Sunday, June 21, 2009

Eleventh Chapter … Delia Dumitrica, “You Are Your iPod!”

This chapter opens with the question, “Ever wonder what the person next to you is listening to on their iPod?” and unfortunately, the only thoughts I had were the few times I have been next to someone for a length of time who insisted on singing along with the music only he could hear. However, since I enjoy reading Foucault and about his thoughts, the rest of the article was pleasant. Our identity is always under construction, constantly changing, being acted upon by numerous forces. How do we construct our selves? Were does the self fit in reality? What level of agency do we possess and how much are we (pre)determined by external forces?

When we consider the iPod to be a technology of the self, it is suddenly much more interesting to me than a music archival system. Could an iPod actual assist a person in leading an exemplary life? If the iPod or iPhone records and identifies the self, a diary style interrogation of the soul, a sharable but presumably private expression of likes, dislikes, thoughts and motives, then the playlist of that persons life may show which culture they have bought into. Are all the songs mainstream top 40 commercially created artists or is there an independent streak of defiant, protesting the issue de jour awareness content? Is there a model self? Whose propaganda would the model self’s iPod contain?

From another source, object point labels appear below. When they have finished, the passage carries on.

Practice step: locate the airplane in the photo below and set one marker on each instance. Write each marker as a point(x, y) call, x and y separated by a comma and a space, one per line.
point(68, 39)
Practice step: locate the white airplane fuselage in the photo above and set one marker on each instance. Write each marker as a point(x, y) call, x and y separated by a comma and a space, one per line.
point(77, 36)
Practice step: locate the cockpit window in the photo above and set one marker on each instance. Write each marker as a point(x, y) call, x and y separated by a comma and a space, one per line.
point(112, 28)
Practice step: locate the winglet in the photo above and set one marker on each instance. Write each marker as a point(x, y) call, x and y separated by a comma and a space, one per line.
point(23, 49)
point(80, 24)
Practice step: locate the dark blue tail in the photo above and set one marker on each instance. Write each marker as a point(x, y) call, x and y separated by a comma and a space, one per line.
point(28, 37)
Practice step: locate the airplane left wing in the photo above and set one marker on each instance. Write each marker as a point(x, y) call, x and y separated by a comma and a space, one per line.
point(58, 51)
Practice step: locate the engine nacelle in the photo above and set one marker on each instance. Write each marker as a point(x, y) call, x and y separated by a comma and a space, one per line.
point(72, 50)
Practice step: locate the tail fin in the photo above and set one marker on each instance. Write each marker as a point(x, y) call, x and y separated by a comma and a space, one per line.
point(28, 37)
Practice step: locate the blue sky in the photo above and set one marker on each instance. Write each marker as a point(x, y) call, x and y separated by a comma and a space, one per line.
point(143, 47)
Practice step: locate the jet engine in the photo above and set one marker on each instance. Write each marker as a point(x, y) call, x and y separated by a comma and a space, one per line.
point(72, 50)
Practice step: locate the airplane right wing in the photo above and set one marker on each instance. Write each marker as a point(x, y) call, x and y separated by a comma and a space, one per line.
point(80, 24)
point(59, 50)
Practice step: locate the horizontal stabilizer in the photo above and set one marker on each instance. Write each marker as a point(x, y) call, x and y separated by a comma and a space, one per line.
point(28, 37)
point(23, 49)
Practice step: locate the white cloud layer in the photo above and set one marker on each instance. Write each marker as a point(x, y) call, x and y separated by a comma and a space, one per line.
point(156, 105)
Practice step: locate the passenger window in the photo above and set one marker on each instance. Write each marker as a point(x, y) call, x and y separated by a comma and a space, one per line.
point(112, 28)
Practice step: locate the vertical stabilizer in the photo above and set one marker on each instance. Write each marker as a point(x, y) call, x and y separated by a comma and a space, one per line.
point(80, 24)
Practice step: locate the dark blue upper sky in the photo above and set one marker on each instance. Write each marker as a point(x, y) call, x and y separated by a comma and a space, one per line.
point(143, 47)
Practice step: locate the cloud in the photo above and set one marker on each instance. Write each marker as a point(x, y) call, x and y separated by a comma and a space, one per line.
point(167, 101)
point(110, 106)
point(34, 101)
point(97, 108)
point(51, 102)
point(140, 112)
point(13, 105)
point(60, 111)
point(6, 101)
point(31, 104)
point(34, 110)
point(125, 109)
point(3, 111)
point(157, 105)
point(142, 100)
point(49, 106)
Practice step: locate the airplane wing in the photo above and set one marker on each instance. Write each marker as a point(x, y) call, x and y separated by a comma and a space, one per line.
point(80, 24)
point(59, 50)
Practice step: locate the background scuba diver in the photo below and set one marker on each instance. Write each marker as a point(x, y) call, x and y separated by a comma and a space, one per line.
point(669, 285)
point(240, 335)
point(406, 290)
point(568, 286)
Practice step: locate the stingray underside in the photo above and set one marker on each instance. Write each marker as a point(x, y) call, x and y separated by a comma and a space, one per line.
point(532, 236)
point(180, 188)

Dumitrica states on page 136-137 “These devices talk about what we deem as important…” Personification that I appreciate; this is how some have found their voice. But the voice Dumitrica offers is very self centered: “The iPod is about me, about my experiences, my time management, my preferences. It separates me from the social world in which my body is present. It signifies a state of being to this world: I am present, but I am with myself. No intrusions, please!”

The technological tool she describes utilizes a dividing practice, much more a separator than a unifier. The discussion about separating the unfit until cured was almost chilling and the closing comments on becoming a work of art was entirely too brief to be effective. Getting joy out of showing Dad your calendar is not my standard definition of art.